Certo dia, quando Annie se aproximou de um mercado ao ar livre, ouviu uma agitação diferente. Dois rapazes estavam falando para uma multidão reunida perto das barracas de verduras. Isso despertou a curiosidade da Annie, que parou para ouvir. Eles falavam sobre um profeta e o Livro de Mórmon.

A mensagem deles tocou o coração da Annie. Em 2 de março de 1857, ela foi batizada como um dos primeiros conversos da Noruega.

Annie tornou-se uma grande missionária.
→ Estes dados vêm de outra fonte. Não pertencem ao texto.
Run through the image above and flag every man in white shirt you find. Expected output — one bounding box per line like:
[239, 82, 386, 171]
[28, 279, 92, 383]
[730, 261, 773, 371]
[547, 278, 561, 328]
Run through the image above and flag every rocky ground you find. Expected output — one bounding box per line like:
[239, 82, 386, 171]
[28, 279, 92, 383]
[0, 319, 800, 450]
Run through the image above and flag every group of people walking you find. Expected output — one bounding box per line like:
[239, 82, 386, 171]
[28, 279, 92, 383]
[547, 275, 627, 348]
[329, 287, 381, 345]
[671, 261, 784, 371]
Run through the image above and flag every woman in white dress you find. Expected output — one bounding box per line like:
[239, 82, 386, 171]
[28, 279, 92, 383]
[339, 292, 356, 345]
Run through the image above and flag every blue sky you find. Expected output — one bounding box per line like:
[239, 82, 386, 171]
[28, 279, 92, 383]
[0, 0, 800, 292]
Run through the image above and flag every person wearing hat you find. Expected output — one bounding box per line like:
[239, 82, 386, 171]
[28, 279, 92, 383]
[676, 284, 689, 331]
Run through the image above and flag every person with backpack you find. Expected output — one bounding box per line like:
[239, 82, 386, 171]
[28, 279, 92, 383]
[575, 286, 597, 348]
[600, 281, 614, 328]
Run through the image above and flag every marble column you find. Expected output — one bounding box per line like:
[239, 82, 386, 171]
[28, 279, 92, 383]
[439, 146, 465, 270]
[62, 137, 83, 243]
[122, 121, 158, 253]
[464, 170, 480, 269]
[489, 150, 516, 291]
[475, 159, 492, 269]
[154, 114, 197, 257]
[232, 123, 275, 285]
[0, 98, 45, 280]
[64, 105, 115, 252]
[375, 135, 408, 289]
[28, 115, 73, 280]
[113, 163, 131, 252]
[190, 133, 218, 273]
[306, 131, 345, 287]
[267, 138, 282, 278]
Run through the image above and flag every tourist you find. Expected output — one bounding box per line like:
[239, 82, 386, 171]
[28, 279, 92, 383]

Falava do evangelho para todos que desejassem ouvir. Até mesmo o senhor Gulbrandsen, o proprietário da serraria, entrou para a Igreja depois de aprender o evangelho com a Annie. Ela continuou a prestar testemunho até morrer na Noruega aos 81 anos de idade. Alguns de seus filhos e netos emigraram para a América.

Hoje, seus trinetos ainda gostam de ouvir histórias sobre o milagre da Annie, que saíra para buscar um repolho para a ceia de Natal.

Trisa Martin é membro da Ala Bountiful 30, Estaca Bountiful Utah Leste.

“Deus nos preservará, protegerá e preparará o caminho a nossa frente, para que vivamos e nos multipliquemos (…) e sempre façamos Sua vontade.”

Presidente Joseph F. Smith (1838–1918), Conference Report, outubro de 1905, pp. 5–6.